Let $V$ be a vector space and $f \in \text{End}V$. Let $p$ be a polynomial over a field $K$ so that $p(f)=0$. Also we have deg $p = m$ and $c_1,c_2,\dots,c_m$ be all roots of $p$. Prove that at least one $c_i$ is an eigenvalue of $f$.
So if $c_i$ are all roots we can conclude that $$ p(x) = k(x-c_1)\dots(x-c_m) $$ If we substitute $f$ for $x$ then we get $$ p(f) = k(f - c_1)\circ\dots\circ(f-c_m) = 0 $$ How to proceed from here?
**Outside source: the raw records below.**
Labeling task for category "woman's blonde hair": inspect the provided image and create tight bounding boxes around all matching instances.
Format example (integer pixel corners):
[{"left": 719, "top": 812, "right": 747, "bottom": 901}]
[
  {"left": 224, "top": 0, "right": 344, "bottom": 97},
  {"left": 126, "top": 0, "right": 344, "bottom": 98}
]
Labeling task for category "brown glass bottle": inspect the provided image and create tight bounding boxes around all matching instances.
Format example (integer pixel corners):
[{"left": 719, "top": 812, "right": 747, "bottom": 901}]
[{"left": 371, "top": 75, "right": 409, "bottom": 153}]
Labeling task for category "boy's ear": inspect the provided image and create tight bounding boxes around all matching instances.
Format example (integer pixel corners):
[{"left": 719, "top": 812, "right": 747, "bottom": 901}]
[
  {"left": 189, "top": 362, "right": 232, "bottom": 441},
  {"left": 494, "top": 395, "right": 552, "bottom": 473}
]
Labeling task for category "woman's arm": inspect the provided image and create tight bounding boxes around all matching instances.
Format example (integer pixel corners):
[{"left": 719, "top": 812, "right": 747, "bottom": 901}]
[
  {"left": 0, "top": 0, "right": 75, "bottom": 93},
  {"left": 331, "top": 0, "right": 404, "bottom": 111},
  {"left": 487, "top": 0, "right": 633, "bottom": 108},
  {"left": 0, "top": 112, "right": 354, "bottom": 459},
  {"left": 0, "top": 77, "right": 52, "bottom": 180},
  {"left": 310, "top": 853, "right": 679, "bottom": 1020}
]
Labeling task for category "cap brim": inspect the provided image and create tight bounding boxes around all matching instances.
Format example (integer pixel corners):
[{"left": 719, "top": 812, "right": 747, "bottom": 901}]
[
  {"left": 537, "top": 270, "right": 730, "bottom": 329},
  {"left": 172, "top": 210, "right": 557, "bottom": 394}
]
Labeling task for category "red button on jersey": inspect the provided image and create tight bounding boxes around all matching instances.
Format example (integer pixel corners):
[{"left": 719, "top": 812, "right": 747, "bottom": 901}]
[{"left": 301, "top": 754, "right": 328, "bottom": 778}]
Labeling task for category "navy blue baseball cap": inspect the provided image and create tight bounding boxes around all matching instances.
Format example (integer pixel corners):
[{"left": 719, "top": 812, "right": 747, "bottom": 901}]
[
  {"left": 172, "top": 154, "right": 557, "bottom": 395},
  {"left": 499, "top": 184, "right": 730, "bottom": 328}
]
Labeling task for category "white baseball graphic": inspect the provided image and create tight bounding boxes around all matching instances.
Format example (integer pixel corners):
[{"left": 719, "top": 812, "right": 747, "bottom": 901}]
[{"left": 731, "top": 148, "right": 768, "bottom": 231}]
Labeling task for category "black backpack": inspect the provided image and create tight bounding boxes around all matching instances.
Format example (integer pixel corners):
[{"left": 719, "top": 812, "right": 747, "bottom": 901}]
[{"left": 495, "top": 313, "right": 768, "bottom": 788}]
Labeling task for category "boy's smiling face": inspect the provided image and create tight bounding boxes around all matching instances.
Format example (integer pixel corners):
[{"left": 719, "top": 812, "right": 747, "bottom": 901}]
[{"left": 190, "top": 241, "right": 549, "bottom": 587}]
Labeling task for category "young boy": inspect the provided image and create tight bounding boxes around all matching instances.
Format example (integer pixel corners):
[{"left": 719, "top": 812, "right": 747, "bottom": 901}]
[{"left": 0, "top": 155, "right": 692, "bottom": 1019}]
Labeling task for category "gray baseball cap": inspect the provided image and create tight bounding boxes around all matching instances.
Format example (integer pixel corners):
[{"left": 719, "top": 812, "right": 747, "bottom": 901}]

You have $p(x)=k(x-c_1)^{\alpha_1}\cdots(x-c_m)^{\alpha_m}$ for some $k\in K\setminus\{0\}$ and some natural $\alpha_j$'s (you can't conclude that the $\alpha_j$'s are equal to $1$). And$$p(f)=0\iff k(f-c_1\operatorname{Id})^{\alpha_1}\circ\cdots\circ(f-c_m\operatorname{Id})^{\alpha_m}=0.$$But then some $f-c_k\operatorname{Id}$ is not invertible and therefore $c_k$ is an eigenvalue of $f$.